Chapter 11 debtor Lakeridge, LLC ("Lakeridge") was unable to obtain confirmation of its chapter 11 plan because the only impaired secured creditor that supported the plan—sole shareholder and secured creditor MBP Equity Partners ("MBP")—was an insider. MBP therefore sold its $2.8 million secured claim for $5,000 to an individual who then voted for the plan. On the basis that the buyer was romantically attached to an MBP board member and Lakeridge officer, Lakeridge's secured bank lender objected to confirmation. It argued that the buyer of the claim was also disqualified from voting on the plan as a nonstatutory insider.

The bankruptcy court confirmed the chapter 11 plan, finding that the claim transfer was conducted at arm's length and that the buyer, thus, was not a nonstatutory insider.

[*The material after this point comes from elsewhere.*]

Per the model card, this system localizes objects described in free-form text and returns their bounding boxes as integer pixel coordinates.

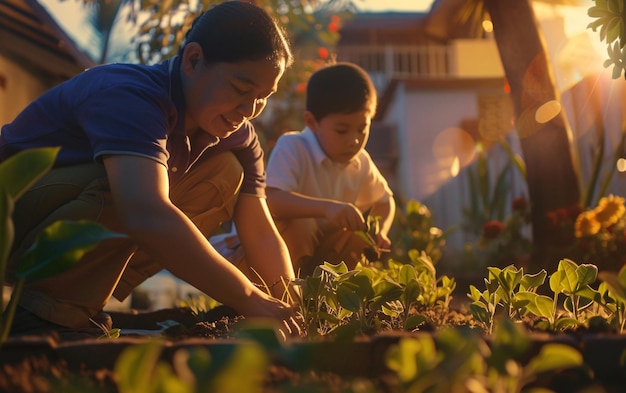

A divided U.S. Court of Appeals for the Ninth Circuit affirmed, ruling that the bankruptcy court's finding was entitled to deference as not being "clearly erroneous," rather than being subject to "de novo" review.

Writing for the unanimous court, Justice Kagan affirmed the approach of the Ninth Circuit. She explained that the bankruptcy court is better situated to determine the "mixed question" of law and fact of whether a creditor is a nonstatutory insider, at least when the question is the fundamentally factual one of whether a transaction was conducted at arm's length. In such a case, the deferential standard of appellate review for questions of fact should apply. The Court, however, both assumed the correctness of the Ninth Circuit's standard for identifying a nonstatutory insider (which four justices, in a concurring opinion, called into question) and recognized that even that standard might in a different circumstance (involving a second prong of that standard, not at issue in this case) call for a different standard of review. Thus, the Court's decision, while somewhat clarifying, may spawn further uncertainty.